Is that sound coming from inside the house?

Hervey Bay. Australia.  By the beach.

It's a beautiful living room with a large TV with 50 channels (that's the Australian version of a lot of channels) (1)
Out one set of windows is the ocean view.
On the other wall is the stove, fridge, and pantry.

A relaxing place.

Every few hours, a shriek comes from this wall.  Like a loud, shrill, punctuated scream from a squirrel or a dolphin who found a brick of cocaine that fell off a smuggler's ship.

Which side of the wall is it on?  Is it in the middle?  Is it making its way in like a raccoon?
What do you do if such a shrieking animal finds its way in?

We had a squirrel eat its way through the screen door in Chicago.   I guided it with a broom back to the door.
We only have a push broom here.  I don't think that it is going to work.

In an Adelaide magazine, a college student described how a friend's house had a stench to it while his own had no smell.  He eventually realized that he was accustomed to his own family's "stench" and even the "stench" of his hometown (3).

Back in America, we are accustomed to the strange noises of Durham.  In South Durham , we lived on the very edge of the city.  Walk across the road, and you are in the county. Walk a few minutes further, and you are in Lake Jordan game preserve lands, where hunting is allowed.  So you hear gun shots every once in a while.  You get used to it.

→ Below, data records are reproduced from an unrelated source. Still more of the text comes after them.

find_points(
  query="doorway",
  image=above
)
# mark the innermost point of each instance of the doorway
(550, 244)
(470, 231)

These new Australian noises can be unnerving when you are not used to them.

So the push broom sits in the corner, ready for defensive action.  But then it falls on the floor, creating another hair-rising sound.

After a couple of weeks, we have gotten a little used to the many birds.  However, there is still of them are horror movie birds.

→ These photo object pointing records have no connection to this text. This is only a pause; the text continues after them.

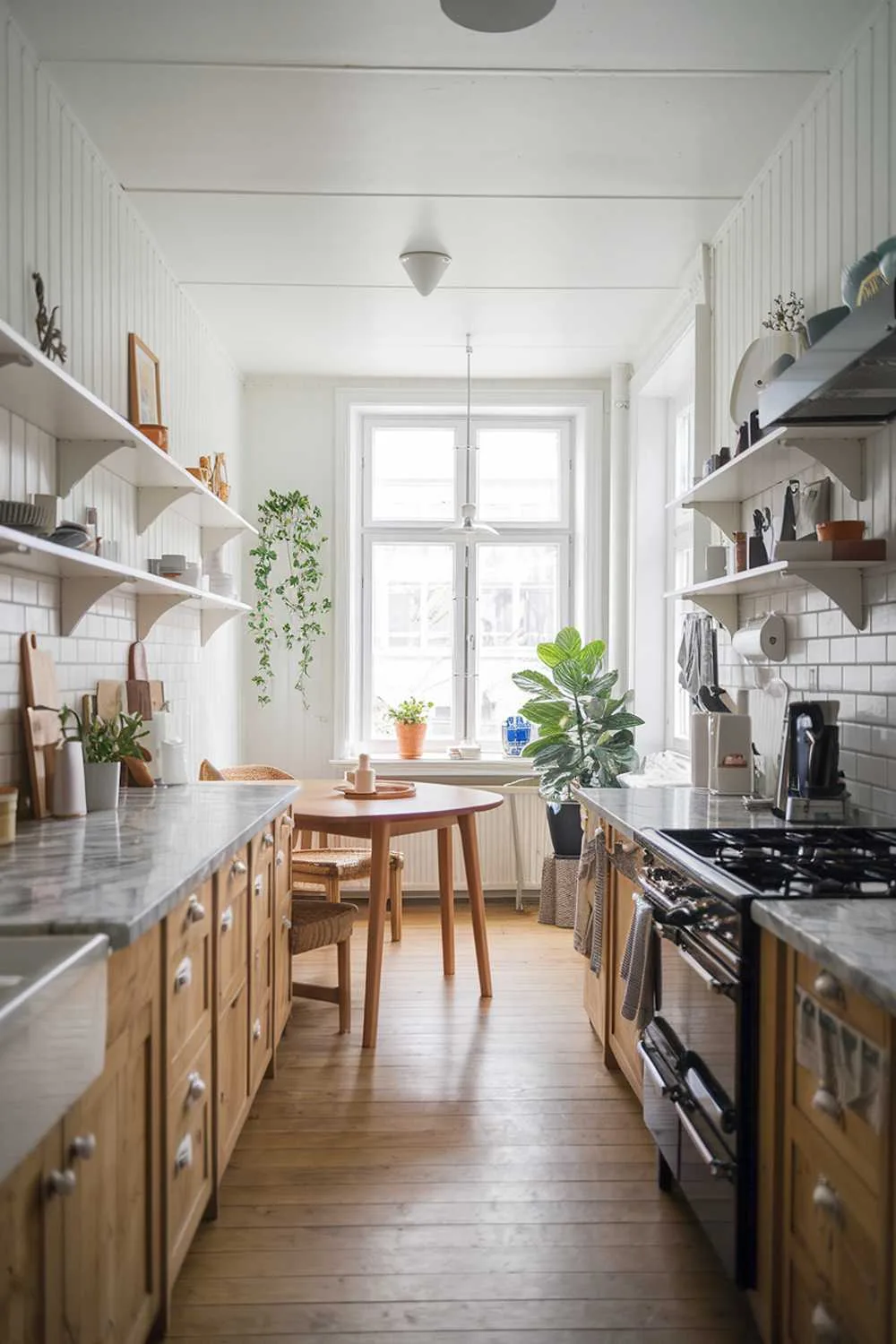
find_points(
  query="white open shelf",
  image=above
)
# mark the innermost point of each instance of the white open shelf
(90, 433)
(83, 580)
(780, 454)
(841, 581)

There are certain sounds before people die in a horror B-movie on late night basic cable.  Someone saying, "Let's split up."  The empty sound of a deserted house or forest.
Then very often, the caterwauling, laugh-like shriek of some bird that is everywhere but nowhere.  You never see the sources of the warning sounds.  But you know what is going to happen next.

Someone is going to die. Pass the popcorn.

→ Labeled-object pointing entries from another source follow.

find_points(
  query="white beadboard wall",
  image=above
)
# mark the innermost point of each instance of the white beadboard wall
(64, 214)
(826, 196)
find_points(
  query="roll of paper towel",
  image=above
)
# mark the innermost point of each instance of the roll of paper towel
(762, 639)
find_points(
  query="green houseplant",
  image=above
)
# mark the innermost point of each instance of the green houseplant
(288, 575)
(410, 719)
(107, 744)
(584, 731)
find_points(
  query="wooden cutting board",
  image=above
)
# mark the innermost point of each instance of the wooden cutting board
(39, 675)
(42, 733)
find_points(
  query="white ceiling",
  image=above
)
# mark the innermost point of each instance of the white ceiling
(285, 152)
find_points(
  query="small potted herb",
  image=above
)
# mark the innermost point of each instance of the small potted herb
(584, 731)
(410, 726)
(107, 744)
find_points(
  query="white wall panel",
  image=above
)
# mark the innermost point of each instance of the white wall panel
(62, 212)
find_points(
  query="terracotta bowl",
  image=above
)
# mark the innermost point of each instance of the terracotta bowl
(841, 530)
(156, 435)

Here in Australia, I don't think I am going to die, but the sound still brings on an uneasy state of mind. Sounds evoke feelings, like when hearing a song meaningful to a romance.  The words or melody don't have to be any good per se - they just evoke a feeling.  We saw the Spice Girls movie on our honeymoon (it was raining a lot, so the beach didn't work), so hearing a bad song from the Spice Girls can still make me happy.  Speaking of shrieking noises, the Australian bird noise puts me in a place of elevated tension.  

But some day the lion will lie down with the lamb.
I hope to identify and approach the caterwauler. Then he will alight on my hand and sing his shrieking song.  Instead on feeling unease, I will smile, thinking of our proximity to the beach.   And Lara will throw some extra poultry on the barbie (4).

(1) There's still nothing on (2).
(2) Except Conan, which comes on channel 80 a few nights a week.  Craig Ferguson is not too bad either.  He hosts the late late show in America (after Letterman), but here he is on earlier than Letterman or Conan.  And some subtitled foreign films. And some American sitcoms.  Okay, maybe there are a few things.
(3) Of Adelaide, he said it "is not the place to spend the springtime of one's existence".  Hey, we liked it.
(4) Or tofurkey if that works better for your sensibilities, but I think it distracts a little from the story.  There's no sound coming from soy.  Peace and love, regardless. And a shout out to the whole world.


  1. The family did mention some crazy sounding birds when we met them at the airport. Do you think there's a bird that hangs out on the other side of the wall, or do you think it somehow got IN the wall. Freaky. If Applejack was there, he'd REALLY be seeing dead people.

  2. An update on this post: our hosts have since informed us that this really loud creepy sound is coming from a gecko, not a bird. So in addition to selling car insurance, apparently they can kill you in your sleep.